The central figure in the week-long trial that closes on Monday is 35-year-old Salim Benghalem, a suspected Islamic State group commander wanted by the U.S. and France. He is believed to be in Syria and is being judged in absentia.

Benghalem's wife, who left Syria with their children, has told investigators he would return to France only to carry out attacks not stand trial — aiming for "a series of killings." The trial was being held in the aftermath of the Nov. 13 Paris attacks that killed 130 people, stunned France and sent Europe into a state of high alert.

The six French nationals present in court, all of whom could face up to 10 years in prison for their activities in 2013, sought to present themselves as far less committed to jihad than Benghalem. Four described themselves in testimony last week as naive about the situation in Syria.

The group played soccer together as children in the town of Thiais, just south of Paris, hung out as adolescents in school, or simply met on the journey to radicalization. After mostly brief stays in Syria, they all testified that they wanted to go home. The men minimized their roles with extremist groups, with some claiming that they went to Syria to do humanitarian work and had no role in fighting. Five of the six went to the northern city of Aleppo, dominated by rebels.
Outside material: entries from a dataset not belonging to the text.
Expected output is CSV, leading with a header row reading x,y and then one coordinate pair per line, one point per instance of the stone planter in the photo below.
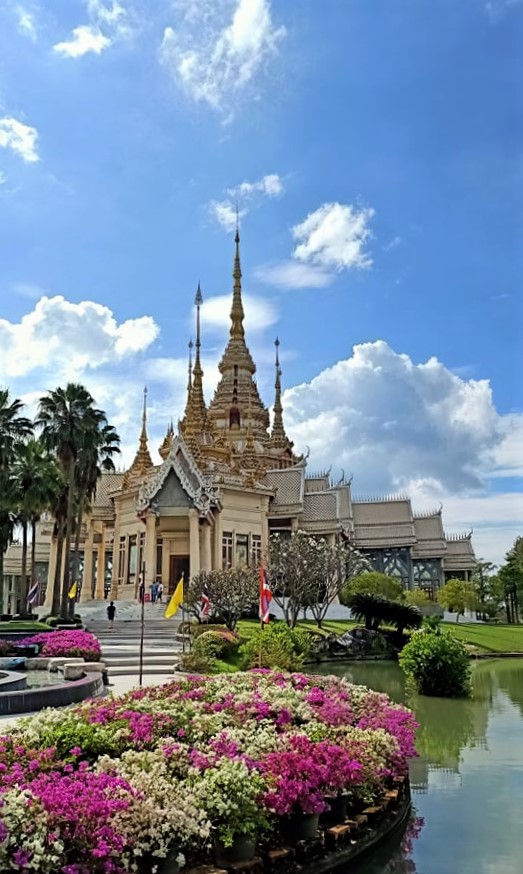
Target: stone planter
x,y
169,865
299,827
338,809
242,850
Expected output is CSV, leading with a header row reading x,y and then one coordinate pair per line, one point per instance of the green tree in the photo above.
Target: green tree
x,y
95,456
373,583
14,429
511,576
457,596
37,481
68,420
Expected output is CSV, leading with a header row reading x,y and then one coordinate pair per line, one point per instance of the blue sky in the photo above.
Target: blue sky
x,y
373,148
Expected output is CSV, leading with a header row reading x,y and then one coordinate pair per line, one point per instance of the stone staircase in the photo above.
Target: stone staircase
x,y
121,644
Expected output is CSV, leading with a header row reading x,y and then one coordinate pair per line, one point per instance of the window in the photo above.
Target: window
x,y
256,550
242,550
226,550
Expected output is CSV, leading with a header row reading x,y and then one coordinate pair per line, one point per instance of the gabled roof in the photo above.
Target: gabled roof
x,y
194,484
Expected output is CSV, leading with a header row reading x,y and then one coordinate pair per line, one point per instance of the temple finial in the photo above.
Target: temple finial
x,y
278,436
142,460
237,313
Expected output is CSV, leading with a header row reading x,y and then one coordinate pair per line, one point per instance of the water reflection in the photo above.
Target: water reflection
x,y
468,780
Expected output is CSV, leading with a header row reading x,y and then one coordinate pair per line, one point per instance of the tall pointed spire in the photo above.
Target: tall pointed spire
x,y
237,313
278,436
142,460
196,416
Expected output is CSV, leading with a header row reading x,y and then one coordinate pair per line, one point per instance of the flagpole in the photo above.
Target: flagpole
x,y
142,624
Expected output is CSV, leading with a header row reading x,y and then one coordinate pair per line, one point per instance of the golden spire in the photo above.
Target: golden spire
x,y
278,436
237,313
196,415
142,460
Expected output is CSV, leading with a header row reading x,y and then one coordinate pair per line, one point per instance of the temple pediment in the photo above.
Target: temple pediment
x,y
177,480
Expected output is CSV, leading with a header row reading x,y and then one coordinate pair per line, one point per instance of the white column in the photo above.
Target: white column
x,y
150,551
217,542
194,542
99,592
88,567
206,550
48,603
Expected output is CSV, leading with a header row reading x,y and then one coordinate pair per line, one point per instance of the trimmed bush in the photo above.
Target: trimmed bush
x,y
437,664
276,647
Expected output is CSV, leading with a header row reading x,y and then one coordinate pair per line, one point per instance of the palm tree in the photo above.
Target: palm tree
x,y
37,482
95,456
14,428
68,419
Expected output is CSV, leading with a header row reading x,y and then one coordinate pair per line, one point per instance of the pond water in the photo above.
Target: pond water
x,y
467,784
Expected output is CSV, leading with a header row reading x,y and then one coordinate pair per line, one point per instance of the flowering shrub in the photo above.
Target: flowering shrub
x,y
77,644
101,786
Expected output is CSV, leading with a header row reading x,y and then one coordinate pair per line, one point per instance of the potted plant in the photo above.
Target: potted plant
x,y
231,796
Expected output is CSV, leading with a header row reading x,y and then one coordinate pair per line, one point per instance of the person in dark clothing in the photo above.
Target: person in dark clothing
x,y
111,613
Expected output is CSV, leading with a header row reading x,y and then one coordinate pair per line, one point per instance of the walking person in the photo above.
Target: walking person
x,y
111,613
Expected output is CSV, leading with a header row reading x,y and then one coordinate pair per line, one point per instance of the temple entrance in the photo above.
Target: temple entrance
x,y
178,567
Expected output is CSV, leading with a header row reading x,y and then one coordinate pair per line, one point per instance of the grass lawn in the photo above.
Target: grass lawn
x,y
24,625
491,638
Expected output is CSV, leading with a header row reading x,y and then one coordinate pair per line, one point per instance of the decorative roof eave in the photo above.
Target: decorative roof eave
x,y
199,490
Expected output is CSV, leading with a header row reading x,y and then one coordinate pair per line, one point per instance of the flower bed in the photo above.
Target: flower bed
x,y
66,643
113,782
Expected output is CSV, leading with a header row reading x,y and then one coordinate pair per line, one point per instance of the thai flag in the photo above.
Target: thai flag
x,y
265,595
32,594
205,603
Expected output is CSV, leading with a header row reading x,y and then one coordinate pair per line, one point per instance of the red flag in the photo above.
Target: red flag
x,y
265,595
Abdelmalek Tanem, 26, an alleged recruiter, spent a full 18 months in Syria, from the end of 2012 until the spring of 2014, saying he helped French jihadis get to the Turkish border with Syria. He pledged allegiance first to the Nusra Front, an offshoot of al-Qaida, then to the rival Islamic State group, and said he left Syria because of the infighting among the groups.

He was arrested in Spain in April 2014 as he tried to make his way to Algeria.

Investigators, using phone taps, established a clear working relationship between Tanem and Benghalem. In court, however, Tanem distanced himself from the prime suspect who had celebrated the January attacks against the French satirical newspaper Charlie Hebdo and a Jewish grocery store in Paris that killed 17 people, plus the three attackers.

Tanem said he didn't "understand how Benghalem could radicalize in such a way," adding that he "condemns all attacks in France."

The defendants portrayed themselves as being unaware of the full gravity of their actions, or the difficulties they would encounter. Tanem, for instance, claimed he was simply looking for meaning in life.

"I went to Syria at first for humanitarian reasons," Tanem told the court. "Then I said to myself, 'Why not take part in combat?'" He said he never followed the temptation to fight, and dismissed his military training as minimal.

Another defendant, Karim Hadjidi, a 37-year-old who is married with four children, said he was among the recruited, but he couldn't afford to fight. He stayed in Syria for three weeks instead of the two months initially planned, because he didn't have enough money to stay.

"They gave me a Kalashnikov, but I didn't fire it because I didn't have bullets," he said. "Each bullet cost two euros ($2.18)."

Paul M'Barga, a 23-year-old Cameroonian who converted to Islam, said he stayed only five days in Syria "before being confronted with the reality." But before leaving, M'Barga had a photo taken of himself, all smiles, Kalashnikov in hand.

"It's a disguise," he insisted in court, about carrying the Kalashnikov. "It's like when you're little and you put on a Spiderman costume."